This is an individual project of SDSC3014 – Introduction to Sharing Economy. I did the project in my year 2 2021/22 Semester B.
Presentation Slides:
Course Instructor: Prof. KE Qing
1. Introduction
Although I have finished studying the entire course of SDSC3014, I as a student of data science should keep improving ourselves by reviewing what I have learnt. So taken the chance of this project, I decided to combine all the things from the tutorial to finish a data exploration on Airbnb Hong Kong. So that I can grab this chance to play with different useful libraries and familiar with them.

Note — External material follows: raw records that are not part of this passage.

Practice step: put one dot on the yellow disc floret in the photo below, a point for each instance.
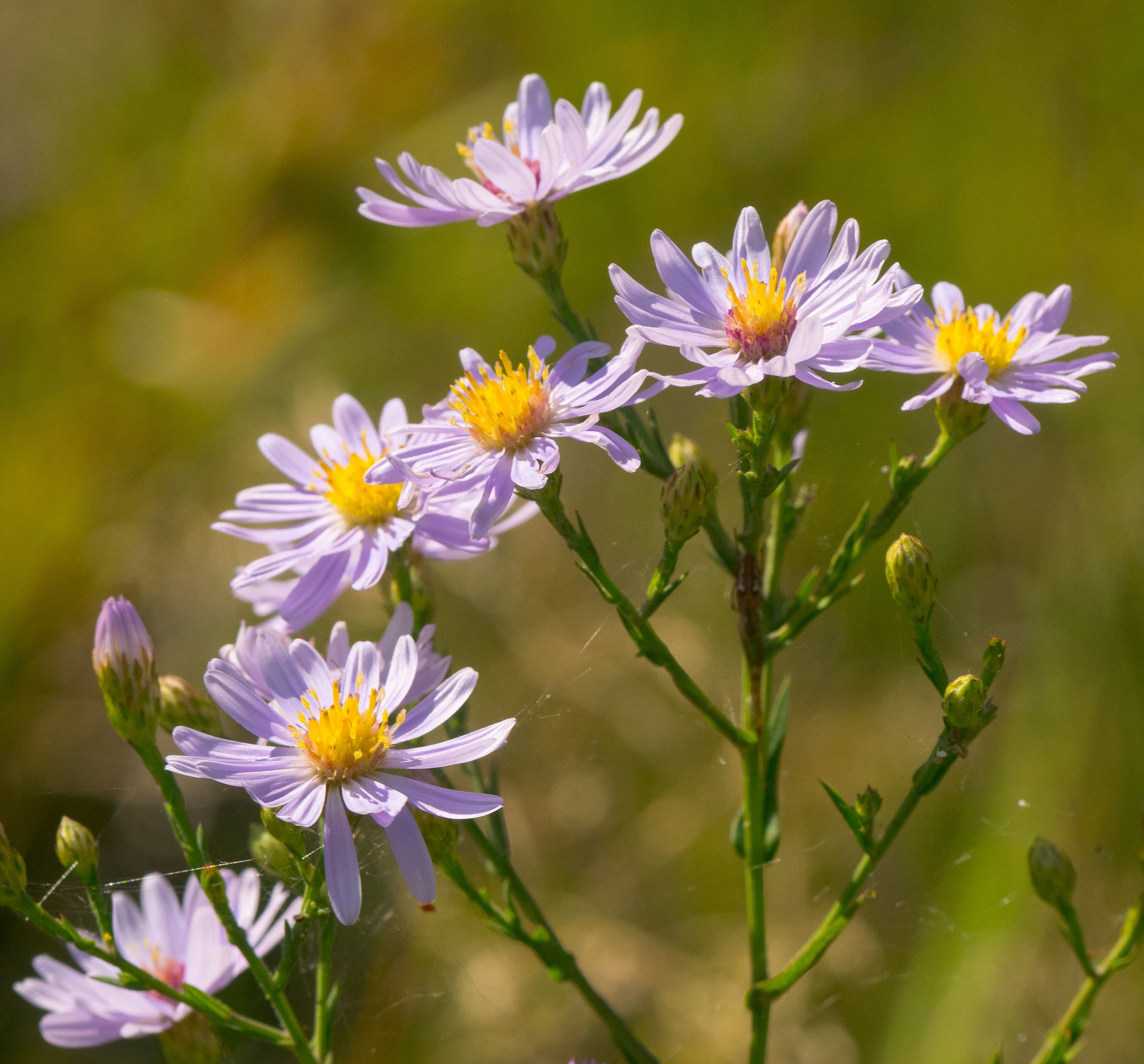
(345, 739)
(967, 333)
(506, 410)
(761, 321)
(361, 504)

Airbnb is one of the giants of the sharing accommodation platform. It arises gives a big revolution on the traditional property management industry and it is always one of the best examples of business models on sharing economy.

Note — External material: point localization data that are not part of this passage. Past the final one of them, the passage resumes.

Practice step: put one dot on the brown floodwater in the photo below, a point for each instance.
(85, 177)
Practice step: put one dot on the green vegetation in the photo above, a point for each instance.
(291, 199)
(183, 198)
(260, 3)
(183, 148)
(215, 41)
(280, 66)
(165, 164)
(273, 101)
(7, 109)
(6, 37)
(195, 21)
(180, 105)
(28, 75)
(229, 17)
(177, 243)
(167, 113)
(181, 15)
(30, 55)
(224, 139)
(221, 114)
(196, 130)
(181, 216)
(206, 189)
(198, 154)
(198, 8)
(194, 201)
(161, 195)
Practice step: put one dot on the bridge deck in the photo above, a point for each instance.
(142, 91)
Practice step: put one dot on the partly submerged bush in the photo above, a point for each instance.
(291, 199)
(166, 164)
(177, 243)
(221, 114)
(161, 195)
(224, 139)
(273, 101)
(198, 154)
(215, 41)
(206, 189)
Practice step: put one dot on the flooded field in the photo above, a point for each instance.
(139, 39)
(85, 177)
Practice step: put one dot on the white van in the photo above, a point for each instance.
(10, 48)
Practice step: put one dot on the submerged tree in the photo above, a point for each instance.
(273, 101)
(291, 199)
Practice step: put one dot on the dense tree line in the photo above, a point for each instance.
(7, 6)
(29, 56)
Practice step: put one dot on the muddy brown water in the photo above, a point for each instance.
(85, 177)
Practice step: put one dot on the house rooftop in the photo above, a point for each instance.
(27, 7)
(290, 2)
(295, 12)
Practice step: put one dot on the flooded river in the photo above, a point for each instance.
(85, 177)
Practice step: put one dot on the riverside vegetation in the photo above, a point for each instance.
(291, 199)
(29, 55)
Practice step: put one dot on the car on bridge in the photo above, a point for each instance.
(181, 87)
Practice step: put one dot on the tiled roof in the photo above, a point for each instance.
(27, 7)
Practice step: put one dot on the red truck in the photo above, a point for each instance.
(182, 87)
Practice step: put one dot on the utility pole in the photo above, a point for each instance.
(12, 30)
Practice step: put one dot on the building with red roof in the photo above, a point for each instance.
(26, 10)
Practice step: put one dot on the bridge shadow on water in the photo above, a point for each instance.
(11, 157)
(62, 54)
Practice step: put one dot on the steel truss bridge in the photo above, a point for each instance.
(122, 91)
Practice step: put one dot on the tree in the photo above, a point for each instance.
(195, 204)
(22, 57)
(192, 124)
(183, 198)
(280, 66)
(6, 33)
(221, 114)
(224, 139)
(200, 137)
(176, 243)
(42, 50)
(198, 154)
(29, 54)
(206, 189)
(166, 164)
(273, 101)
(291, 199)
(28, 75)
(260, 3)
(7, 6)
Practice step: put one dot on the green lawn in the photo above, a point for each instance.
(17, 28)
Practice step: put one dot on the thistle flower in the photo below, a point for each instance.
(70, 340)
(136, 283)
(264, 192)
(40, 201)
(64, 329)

This report proposes to analyze the Airbnb Hong Kong, I will analyze the listings data provided from Inside Airbnb, I will do some pre-processing first then extract some different insights from it. Apart from that, I will scrap the tweets from Twitter that tagged #Airbnb and try to conduct a sentiment analysis on the dataset I got.
2. Method
2.1 Data Scraping
As I have mentioned from the introduction, I have scraped 5000+ data from Twitter by using Facepager 4.4. It is the dataset that I will use to do the text analysis.
2.2 Data Import
First, I have to import all the library I needed to use later. I will use Pandas, Geopandas, Numpy to do the Data manipulation. Folium, Seaborn, Matplotlib, LinearColormap, WordCloud will be used to do the Data Visualization. And NLTK, TextBlob to do the Natural Language Processing. There will be mainly four datasets in total. One is from the tweets.

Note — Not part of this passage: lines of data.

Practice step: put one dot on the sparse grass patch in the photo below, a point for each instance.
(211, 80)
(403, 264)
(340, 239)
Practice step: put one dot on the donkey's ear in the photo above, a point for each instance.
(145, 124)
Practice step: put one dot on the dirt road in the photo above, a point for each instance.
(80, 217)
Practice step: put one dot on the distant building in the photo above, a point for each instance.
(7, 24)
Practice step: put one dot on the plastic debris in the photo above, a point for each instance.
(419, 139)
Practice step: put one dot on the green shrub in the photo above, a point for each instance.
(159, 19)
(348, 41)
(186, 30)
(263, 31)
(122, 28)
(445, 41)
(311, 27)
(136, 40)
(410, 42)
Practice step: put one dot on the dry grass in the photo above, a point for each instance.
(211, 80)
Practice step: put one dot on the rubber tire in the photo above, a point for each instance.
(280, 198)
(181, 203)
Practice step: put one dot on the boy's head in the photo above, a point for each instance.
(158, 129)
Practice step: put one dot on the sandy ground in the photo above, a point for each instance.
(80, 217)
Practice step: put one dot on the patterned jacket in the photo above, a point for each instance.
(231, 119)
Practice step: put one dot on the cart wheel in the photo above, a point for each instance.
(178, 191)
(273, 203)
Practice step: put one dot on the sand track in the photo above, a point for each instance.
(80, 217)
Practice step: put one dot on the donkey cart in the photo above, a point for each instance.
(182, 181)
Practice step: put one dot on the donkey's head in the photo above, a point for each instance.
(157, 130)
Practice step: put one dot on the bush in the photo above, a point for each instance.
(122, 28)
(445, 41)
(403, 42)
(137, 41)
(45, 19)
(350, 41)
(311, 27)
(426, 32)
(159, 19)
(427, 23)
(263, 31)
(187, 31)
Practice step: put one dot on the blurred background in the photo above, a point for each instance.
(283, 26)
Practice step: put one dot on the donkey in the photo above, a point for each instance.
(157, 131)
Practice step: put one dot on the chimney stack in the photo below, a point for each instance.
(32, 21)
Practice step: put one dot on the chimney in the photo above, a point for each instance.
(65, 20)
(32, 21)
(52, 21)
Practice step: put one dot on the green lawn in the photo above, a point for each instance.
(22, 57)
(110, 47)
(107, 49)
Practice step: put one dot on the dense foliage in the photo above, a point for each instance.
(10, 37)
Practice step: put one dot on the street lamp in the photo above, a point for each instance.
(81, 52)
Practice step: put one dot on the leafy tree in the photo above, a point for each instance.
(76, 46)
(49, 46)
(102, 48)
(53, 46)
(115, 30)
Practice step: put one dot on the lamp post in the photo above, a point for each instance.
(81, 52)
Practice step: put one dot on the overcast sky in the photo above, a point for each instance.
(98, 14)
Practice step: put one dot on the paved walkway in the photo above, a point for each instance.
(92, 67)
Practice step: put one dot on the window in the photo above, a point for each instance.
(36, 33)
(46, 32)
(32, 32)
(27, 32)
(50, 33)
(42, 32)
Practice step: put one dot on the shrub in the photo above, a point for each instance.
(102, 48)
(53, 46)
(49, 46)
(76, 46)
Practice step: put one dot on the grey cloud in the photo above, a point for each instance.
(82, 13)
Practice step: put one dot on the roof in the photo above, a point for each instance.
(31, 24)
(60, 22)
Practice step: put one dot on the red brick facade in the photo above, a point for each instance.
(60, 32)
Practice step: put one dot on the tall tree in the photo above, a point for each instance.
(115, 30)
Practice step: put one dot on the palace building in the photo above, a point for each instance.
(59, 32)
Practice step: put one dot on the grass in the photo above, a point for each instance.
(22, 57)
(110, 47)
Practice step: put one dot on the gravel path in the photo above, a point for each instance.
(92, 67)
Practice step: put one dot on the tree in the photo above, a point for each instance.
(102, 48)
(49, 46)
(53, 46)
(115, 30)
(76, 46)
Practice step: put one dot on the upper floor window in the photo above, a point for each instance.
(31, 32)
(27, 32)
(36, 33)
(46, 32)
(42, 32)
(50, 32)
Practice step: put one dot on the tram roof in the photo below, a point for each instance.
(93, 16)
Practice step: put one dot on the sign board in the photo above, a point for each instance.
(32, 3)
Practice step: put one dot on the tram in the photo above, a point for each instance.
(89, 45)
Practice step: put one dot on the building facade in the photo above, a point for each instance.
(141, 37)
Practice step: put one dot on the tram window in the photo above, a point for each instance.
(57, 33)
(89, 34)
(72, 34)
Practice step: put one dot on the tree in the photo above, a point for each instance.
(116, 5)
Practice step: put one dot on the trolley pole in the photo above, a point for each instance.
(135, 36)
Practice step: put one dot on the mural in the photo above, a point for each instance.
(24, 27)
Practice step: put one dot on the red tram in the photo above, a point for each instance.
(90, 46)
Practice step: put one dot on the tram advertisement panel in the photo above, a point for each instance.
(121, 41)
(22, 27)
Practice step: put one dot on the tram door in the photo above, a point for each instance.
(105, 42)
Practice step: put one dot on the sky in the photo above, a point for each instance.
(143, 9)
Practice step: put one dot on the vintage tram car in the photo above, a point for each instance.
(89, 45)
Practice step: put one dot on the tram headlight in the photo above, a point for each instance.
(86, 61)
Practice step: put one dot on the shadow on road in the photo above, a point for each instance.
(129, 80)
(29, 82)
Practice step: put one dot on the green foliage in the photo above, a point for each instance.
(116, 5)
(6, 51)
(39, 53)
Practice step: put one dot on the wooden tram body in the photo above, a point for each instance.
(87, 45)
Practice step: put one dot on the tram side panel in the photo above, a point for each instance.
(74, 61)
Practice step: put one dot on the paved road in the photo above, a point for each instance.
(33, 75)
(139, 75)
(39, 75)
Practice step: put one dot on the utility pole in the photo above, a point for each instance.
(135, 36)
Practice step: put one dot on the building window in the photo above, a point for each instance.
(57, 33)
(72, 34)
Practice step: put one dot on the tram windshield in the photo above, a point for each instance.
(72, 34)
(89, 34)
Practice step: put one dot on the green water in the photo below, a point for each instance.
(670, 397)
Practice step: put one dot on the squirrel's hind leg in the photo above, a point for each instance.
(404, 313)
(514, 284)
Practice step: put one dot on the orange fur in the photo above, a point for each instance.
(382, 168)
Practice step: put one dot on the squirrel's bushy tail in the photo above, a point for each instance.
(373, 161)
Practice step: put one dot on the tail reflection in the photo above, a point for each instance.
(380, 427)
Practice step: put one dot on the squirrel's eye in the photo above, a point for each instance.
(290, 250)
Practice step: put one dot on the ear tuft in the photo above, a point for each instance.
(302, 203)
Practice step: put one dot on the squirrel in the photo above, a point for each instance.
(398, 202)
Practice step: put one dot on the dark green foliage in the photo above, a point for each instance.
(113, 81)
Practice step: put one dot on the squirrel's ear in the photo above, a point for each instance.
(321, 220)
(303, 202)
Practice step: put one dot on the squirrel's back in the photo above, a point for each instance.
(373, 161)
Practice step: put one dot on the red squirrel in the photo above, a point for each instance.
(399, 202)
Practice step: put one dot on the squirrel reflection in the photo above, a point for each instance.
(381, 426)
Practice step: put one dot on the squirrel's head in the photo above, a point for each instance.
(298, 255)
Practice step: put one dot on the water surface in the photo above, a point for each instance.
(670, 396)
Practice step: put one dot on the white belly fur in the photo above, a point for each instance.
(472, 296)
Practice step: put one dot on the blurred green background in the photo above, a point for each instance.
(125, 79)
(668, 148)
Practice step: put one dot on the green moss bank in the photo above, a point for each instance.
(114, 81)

And these are the other three dataset, they are all come from Insideairbnb.com. I will use them to do the Data Visualization part and Text Analytics as well. The first 2 datasets are used for finding insight from the dataset by plotting different graph and conduct Text Analytics on the Airbnb listing name and description. The Geojson data file is used for plotting folium map.
In more detail, dataset 1 is the summary information and metrics for listings of Airbnb in Hong Kong (Used for visualizations).
And another dataset 2, I will only focus on this two columns, name and description, which will be used to generate word cloud and apply text analytics on them.
2.3 Data Cleaning
The dataset for visualization, I have removed some of the column that full of Null value and dropped some columns as well as I am not going to use most of them.
I also built a new dataframe that only contain neighborhood info so that it is easier to find out which neighborhood have the higher Airbnb average listing price in Hong Kong later. And I sorted it for later plotting use as well.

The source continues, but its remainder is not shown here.